I made an account just to reply and give a positive story of switching to an accounting career post kids. I’m now fully qualified and working in industry.
I had two kids and a public sector background. I took a career break until my youngest started school during which I studied AAT L2 from books, then L3 from books plus the exams. I gained some volunteer experience while kids were in nursery.
I applied for jobs once child 2 started school and got a Finance Assistant role 3 days a week. I was mid 30s. It was a small growing company so I got good exposure and was promoted in post. Within 3 years I was doing everything up to creating month end accounts and pulling together the board packs. I passed a bunch of ACCA exams while there, using textbooks or online video lectures (free or low cost). Work paid those expenses.
I had a false start moving to a different industry, then covid happened so I stay home for the kids. Passed a few more exams and then got another job. Lower than previous but valuable experience. Got a more senior role last year while I finished my exams.
This role is more demanding and I work long hours at month end, year end more so, plus audit.
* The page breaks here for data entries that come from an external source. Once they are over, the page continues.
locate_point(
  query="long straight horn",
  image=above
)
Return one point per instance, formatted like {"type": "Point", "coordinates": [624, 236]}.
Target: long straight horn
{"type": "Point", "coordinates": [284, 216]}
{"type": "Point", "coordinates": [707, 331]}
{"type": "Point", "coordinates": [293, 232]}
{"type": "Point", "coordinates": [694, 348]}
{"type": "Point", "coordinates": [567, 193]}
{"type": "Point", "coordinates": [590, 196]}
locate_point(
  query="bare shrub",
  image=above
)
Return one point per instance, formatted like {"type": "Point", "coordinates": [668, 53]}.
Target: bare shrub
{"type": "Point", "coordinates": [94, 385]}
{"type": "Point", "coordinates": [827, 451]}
I rarely worked late before. WFH helps and my husband picks up a huge amount of slack but he’s also working (& better paid). It is stressful and the kids hated wrap around childcare so covid and WFH were a blessing. They’re older now so I will be able to push my career ahead to more senior or specialised FP&A roles.
ACCA can be studied fairly cheaply and in your own time, but it’s tough. 13 exams total. First 4 easier, a month to study. The rest 3 months per exam if you have a job. The last month of revision I gave up any weekend outings/family time, I passed first time. The two optionals were super tough and incredibly stressful.
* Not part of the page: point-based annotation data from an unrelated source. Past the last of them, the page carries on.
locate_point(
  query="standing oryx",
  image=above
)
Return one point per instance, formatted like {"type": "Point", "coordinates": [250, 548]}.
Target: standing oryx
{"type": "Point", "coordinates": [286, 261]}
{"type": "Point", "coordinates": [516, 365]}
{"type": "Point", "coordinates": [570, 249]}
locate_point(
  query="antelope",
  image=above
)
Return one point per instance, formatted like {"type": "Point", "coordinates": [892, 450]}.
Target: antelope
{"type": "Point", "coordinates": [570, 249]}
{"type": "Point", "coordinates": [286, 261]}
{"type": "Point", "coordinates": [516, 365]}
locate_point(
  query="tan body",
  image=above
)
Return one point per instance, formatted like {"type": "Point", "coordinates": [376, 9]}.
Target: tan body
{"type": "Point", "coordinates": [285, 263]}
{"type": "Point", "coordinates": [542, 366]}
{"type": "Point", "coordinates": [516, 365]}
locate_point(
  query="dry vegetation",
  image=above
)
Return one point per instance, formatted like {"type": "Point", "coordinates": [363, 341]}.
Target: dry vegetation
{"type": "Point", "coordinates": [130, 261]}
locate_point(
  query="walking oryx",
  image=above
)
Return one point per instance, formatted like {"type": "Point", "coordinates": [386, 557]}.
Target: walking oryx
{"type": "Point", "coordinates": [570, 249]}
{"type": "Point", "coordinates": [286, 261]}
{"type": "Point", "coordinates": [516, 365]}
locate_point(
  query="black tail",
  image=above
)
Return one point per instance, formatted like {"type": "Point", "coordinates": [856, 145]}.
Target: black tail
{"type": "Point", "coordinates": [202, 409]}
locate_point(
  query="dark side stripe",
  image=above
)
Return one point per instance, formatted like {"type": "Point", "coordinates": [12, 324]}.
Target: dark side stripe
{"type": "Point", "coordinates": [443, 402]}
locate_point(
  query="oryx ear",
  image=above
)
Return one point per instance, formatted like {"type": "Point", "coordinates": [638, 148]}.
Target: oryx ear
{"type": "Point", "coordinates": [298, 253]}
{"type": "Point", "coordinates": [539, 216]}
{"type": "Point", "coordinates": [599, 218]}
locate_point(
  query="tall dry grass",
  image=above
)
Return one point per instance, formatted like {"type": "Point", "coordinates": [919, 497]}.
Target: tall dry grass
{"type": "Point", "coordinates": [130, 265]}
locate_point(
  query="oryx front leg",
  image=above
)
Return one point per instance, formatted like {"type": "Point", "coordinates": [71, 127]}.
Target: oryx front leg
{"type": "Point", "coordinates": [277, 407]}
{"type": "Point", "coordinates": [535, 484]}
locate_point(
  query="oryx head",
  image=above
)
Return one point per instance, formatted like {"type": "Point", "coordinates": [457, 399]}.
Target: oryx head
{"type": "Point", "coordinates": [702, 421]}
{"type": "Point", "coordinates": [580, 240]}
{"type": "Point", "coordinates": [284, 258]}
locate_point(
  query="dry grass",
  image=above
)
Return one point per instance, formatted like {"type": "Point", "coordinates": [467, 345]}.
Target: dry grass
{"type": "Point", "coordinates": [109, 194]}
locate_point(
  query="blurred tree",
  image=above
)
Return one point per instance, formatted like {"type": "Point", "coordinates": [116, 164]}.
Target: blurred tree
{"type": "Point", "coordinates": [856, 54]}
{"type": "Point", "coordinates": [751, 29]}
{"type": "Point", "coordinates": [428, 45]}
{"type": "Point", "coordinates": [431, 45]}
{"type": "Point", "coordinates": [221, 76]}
I’d absolutely take a chance on someone like you if you get AAT L2/3 (or ACCA x 3 papers) and can demonstrate transferable admin skills - data entry is a huge part of it and excel is key to progression. Accuracy and speed plus being logical and proactive are key. The lower jobs are boring data entry, and higher jobs will always have boring tasks so can you motivate yourself despite this? Many of our juniors struggle to do so. Pay is going up but won’t be highly paid for several years and after at least part qualifying.
I would query why you’re continuing the PhD (unless close to finishing) and why you think accountancy is the right option for you - why does it appeal. It is very different from law. I’d want you to be sure and committed.
Having 3/4 kids is a lot more work than 2, how will you juggle it all? Is your partner supportive, is there on tap family support or just lot of money for childcare? Factor in the commute - I work close to home but London traffic can take an hour if roadworks/train strikes.
Early on, another school mum told me to go back to my old career as accountancy was too demanding with kids. She was a lawyer. It enrages me, but it also motivated me and I’m now a fully qualified accountant. Only you know if you can make it, and you’ll only know by giving it a go.